I like to think I have my compass, that I’ve found my self… I enjoy spending time with the girls and friends, it feels like where I’m supposed to be. I enjoy my job and my writing immensely, most days – now that I’m back on track, anyway. I look at where I am now, and while it’s not where the 16 year old envisioned the omg-I’m-almost-40 me being, it’s better than where I could be. A lot better. I could be where I was a while back. Disillusioned and allowing bad habits to prevail, allowing my need for approval and ‘friendship’ to cloud my heart and my spirit. Confusion has kept me angry for too long, and it’s time I set that aside and move on. Life is full of lessons to be learned and re-learned, right?
I would definitely call more time into my life to be with the grove, to work on our studies and just be close.
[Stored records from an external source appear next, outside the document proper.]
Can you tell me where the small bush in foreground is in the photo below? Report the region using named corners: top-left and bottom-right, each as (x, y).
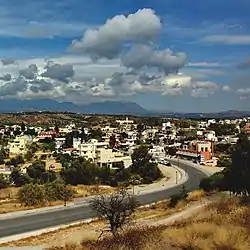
top-left (89, 189), bottom-right (139, 238)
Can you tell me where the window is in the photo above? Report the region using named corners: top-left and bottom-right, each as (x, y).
top-left (205, 147), bottom-right (208, 152)
top-left (201, 147), bottom-right (204, 152)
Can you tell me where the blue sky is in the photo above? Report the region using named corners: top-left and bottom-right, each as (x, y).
top-left (0, 0), bottom-right (250, 112)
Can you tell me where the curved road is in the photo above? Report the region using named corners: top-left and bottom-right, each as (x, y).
top-left (0, 161), bottom-right (206, 238)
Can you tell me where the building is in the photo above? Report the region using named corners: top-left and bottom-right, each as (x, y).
top-left (72, 138), bottom-right (130, 167)
top-left (116, 117), bottom-right (134, 126)
top-left (8, 135), bottom-right (29, 155)
top-left (149, 146), bottom-right (165, 157)
top-left (244, 123), bottom-right (250, 133)
top-left (55, 137), bottom-right (66, 152)
top-left (58, 127), bottom-right (71, 135)
top-left (176, 140), bottom-right (214, 162)
top-left (197, 130), bottom-right (217, 142)
top-left (35, 131), bottom-right (57, 140)
top-left (162, 122), bottom-right (171, 130)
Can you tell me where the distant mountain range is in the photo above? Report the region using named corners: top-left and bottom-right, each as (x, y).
top-left (0, 99), bottom-right (249, 118)
top-left (0, 99), bottom-right (148, 115)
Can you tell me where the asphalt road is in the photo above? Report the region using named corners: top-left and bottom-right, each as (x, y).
top-left (0, 161), bottom-right (206, 238)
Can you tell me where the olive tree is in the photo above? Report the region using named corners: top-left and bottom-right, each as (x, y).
top-left (89, 189), bottom-right (139, 238)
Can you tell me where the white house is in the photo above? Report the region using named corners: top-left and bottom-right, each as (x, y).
top-left (8, 135), bottom-right (29, 155)
top-left (72, 138), bottom-right (130, 166)
top-left (55, 137), bottom-right (66, 152)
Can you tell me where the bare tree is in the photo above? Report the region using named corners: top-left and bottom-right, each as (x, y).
top-left (89, 189), bottom-right (139, 238)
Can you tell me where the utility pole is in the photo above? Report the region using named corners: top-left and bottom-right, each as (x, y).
top-left (176, 170), bottom-right (178, 184)
top-left (64, 184), bottom-right (67, 207)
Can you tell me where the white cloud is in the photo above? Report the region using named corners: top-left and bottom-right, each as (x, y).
top-left (193, 81), bottom-right (218, 89)
top-left (122, 44), bottom-right (187, 74)
top-left (199, 35), bottom-right (250, 45)
top-left (187, 62), bottom-right (224, 67)
top-left (222, 85), bottom-right (232, 92)
top-left (237, 88), bottom-right (250, 99)
top-left (160, 74), bottom-right (191, 95)
top-left (70, 8), bottom-right (161, 59)
top-left (191, 81), bottom-right (218, 98)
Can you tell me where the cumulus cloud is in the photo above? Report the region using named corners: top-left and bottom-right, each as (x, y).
top-left (237, 88), bottom-right (250, 99)
top-left (0, 77), bottom-right (28, 96)
top-left (42, 62), bottom-right (74, 83)
top-left (161, 74), bottom-right (192, 95)
top-left (19, 64), bottom-right (38, 79)
top-left (0, 74), bottom-right (12, 81)
top-left (70, 8), bottom-right (161, 59)
top-left (191, 81), bottom-right (218, 98)
top-left (0, 60), bottom-right (76, 98)
top-left (1, 59), bottom-right (17, 66)
top-left (222, 85), bottom-right (232, 92)
top-left (0, 53), bottom-right (222, 102)
top-left (29, 79), bottom-right (53, 93)
top-left (122, 45), bottom-right (187, 74)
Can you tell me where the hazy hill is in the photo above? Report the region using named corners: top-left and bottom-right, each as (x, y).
top-left (0, 99), bottom-right (147, 115)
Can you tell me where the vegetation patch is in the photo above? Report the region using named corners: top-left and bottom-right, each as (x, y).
top-left (44, 197), bottom-right (250, 250)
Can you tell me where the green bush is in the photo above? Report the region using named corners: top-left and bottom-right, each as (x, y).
top-left (45, 180), bottom-right (75, 202)
top-left (10, 168), bottom-right (30, 187)
top-left (18, 183), bottom-right (45, 206)
top-left (0, 174), bottom-right (9, 189)
top-left (18, 181), bottom-right (75, 206)
top-left (199, 173), bottom-right (226, 192)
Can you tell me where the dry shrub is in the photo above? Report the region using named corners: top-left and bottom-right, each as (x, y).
top-left (212, 226), bottom-right (249, 250)
top-left (174, 199), bottom-right (188, 210)
top-left (186, 189), bottom-right (206, 202)
top-left (81, 226), bottom-right (166, 250)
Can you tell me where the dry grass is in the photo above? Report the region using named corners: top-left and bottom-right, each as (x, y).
top-left (0, 185), bottom-right (115, 214)
top-left (72, 185), bottom-right (115, 198)
top-left (0, 200), bottom-right (68, 214)
top-left (186, 189), bottom-right (206, 202)
top-left (0, 187), bottom-right (19, 200)
top-left (44, 195), bottom-right (250, 250)
top-left (1, 197), bottom-right (191, 247)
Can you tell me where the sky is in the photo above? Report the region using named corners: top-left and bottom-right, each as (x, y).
top-left (0, 0), bottom-right (250, 112)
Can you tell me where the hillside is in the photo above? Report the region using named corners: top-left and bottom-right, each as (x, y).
top-left (47, 196), bottom-right (250, 250)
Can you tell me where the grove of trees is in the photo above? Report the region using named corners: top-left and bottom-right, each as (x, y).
top-left (18, 181), bottom-right (74, 206)
top-left (57, 145), bottom-right (163, 187)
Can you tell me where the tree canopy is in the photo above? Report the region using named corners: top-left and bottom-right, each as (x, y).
top-left (223, 133), bottom-right (250, 196)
We don’t spend the kind of time together that I’d like. Everyone has their own immediate families, and their jobs and their volunteer work, etc. I think it’s time that Ariadne and I scheduled a bit of group time, even if it’s just once a month again. As it is, more often than not, we’re only seeing each other at Sabbats and maybe the occasional coffee.
That falls on me, mostly; I’ve just been so damned busy with Belfire and my own writing, and for the last two years I’ve let others wind their way in… Back to the lessons learned. People, don’t forsake your family and groups, be they covens, groves or tuatha, for those you’ve never really met, and will never really know. It’s not fair to your people, and it’s certainly not fair to yourself.
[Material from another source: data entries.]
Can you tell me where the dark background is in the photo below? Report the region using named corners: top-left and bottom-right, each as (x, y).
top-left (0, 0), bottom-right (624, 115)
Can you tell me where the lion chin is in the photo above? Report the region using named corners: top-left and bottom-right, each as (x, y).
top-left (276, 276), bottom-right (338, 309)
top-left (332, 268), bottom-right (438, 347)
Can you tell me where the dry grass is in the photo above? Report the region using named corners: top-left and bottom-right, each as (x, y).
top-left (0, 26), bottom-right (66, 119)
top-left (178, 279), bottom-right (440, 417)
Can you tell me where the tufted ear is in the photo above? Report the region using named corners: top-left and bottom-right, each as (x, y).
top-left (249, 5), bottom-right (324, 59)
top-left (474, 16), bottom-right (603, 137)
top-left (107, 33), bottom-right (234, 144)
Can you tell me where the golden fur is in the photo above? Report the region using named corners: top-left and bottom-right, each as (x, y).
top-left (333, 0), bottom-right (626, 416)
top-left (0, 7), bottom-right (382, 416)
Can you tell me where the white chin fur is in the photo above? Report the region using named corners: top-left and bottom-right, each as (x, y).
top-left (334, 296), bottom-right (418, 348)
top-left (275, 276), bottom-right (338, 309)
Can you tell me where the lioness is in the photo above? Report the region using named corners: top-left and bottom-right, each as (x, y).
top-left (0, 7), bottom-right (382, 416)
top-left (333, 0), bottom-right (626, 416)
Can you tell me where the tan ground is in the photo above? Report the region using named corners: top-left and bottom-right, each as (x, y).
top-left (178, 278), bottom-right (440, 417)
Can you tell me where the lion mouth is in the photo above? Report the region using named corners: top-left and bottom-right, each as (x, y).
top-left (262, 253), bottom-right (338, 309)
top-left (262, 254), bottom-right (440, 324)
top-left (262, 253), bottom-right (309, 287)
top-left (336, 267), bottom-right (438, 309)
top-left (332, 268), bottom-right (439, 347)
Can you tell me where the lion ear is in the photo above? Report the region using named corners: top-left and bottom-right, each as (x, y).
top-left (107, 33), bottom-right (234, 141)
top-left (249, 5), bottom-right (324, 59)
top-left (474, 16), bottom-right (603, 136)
My 80-year-old self would look back on this time and want to warn me to stop and listen to my heart and my instincts. For too long now I’ve felt more like a shadow than an elder, not even close to a writer, a nag more than an editor. Having seen the success of my work in the last six months, I think I’ve been hindered by blinders too long. My heart insisted on these things, and… I listened with my ears, to words meant to harm rather than guide.
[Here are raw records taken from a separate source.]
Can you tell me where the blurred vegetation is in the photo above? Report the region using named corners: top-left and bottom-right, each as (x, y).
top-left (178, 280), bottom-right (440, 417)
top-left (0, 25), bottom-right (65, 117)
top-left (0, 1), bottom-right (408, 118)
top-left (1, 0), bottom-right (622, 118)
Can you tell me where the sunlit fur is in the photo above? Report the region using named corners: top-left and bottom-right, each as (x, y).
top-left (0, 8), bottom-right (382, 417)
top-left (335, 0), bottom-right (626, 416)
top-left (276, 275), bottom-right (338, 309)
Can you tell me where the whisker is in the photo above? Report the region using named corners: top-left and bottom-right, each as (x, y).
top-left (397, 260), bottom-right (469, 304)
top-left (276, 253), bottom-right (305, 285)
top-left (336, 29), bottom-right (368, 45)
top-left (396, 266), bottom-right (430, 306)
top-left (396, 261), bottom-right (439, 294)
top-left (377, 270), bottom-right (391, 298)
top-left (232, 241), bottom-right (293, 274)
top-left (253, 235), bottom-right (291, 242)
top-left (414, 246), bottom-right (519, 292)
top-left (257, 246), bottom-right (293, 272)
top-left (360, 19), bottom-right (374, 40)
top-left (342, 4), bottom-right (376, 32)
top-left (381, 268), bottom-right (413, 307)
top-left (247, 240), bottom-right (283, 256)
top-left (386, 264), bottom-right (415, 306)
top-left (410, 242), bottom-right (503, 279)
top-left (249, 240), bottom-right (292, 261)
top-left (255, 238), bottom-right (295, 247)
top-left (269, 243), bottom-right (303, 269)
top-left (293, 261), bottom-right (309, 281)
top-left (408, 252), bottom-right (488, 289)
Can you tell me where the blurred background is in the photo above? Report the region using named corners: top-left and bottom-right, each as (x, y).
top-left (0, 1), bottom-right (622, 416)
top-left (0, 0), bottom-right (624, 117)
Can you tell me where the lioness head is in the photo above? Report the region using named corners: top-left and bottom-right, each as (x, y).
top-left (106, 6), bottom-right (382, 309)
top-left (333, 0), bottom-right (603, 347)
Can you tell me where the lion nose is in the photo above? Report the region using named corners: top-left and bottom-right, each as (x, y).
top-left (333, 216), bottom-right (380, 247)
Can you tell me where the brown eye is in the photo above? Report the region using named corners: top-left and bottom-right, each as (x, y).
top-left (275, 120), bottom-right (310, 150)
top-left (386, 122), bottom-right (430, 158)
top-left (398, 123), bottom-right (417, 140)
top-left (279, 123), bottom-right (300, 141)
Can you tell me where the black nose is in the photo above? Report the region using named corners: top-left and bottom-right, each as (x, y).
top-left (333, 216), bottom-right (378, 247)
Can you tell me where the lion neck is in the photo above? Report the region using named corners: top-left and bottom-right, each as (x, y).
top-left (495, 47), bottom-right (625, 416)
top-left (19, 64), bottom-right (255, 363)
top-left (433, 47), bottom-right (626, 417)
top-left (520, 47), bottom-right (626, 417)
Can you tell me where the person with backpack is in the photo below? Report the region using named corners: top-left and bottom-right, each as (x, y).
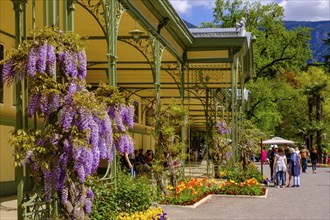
top-left (300, 146), bottom-right (309, 173)
top-left (310, 147), bottom-right (318, 174)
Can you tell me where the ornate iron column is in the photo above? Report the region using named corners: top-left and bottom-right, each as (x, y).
top-left (179, 62), bottom-right (186, 175)
top-left (67, 0), bottom-right (75, 31)
top-left (12, 1), bottom-right (25, 218)
top-left (101, 0), bottom-right (125, 183)
top-left (231, 53), bottom-right (236, 162)
top-left (150, 35), bottom-right (164, 144)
Out of necessity, I’ve had to become a goddess of multi-tasking. My Belfire requirements include a lot of editing, a lot of cover work, a lot of promotional work and a lot of communication with the Belfire-family; my own family needs me, as well as my group. I set aside a lot of time with the family, both the girls and the group-family, to spend more time working, networking, etc. It’s time I set aside some of that so I can continue working on me, and if the last six months are anything to go by, I think it’ll be well worth it.